Reviews: From a user review on IMDb by Bunuel1976: "Abetting McCrea in his struggle are understanding wife Evelyn Keyes (she had already portrayed her definitive noir role in 1951 courtesy of Joseph Losey's THE PROWLER), Polish military 'mental case' Herbert Lom (unusually a good guy despite his obvious ambivalence) and sympathetic British Intelligence man Roland Culver. Their antagonists, then, are first-rate marksman Marius Goring (from the afore-mentioned CIRCLE OF DANGER but in a less showy role), sinister chauffeur Karel Stepanek and mysterious Austrian female Patricia Laffan (equally enigmatic off-screen, since the promise she showed in the definitive 1951 version of QUO VADIS was never delivered upon!); curiously enough, her alcoholic and uncommitted (to the cause) husband here – played by Frank Lawton (from 1935's David COPPERFIELD) – basically disappears halfway through the proceedings! The exciting action takes us from McCrea's shooting grounds (doubling as a night-time airfield for the villains' purposes) through an impersonation game to a perilous train journey to a notable climax at London's world-renowned "Madame Tussaud's" wax museum.
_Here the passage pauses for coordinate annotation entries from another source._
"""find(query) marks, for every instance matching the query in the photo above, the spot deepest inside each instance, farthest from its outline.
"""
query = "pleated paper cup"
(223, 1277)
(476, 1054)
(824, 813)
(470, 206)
Here, Goring startlingly blows himself up to safeguard the all-important documents that a typically meek defecting scientist had brought over with him from the other side."
Wardrobe Trivia: Marius is wearing white/cream knitted gloves in some scenes (see production still in the picture gallery below) which are a favourite wardrobe item of his. He first wore them in The Man Who Watched Trains Go By and continued to wear the same ones frequently in films and television shows over the decades.
Availability: DVD (Raymond Stross Productions) & on YouTube.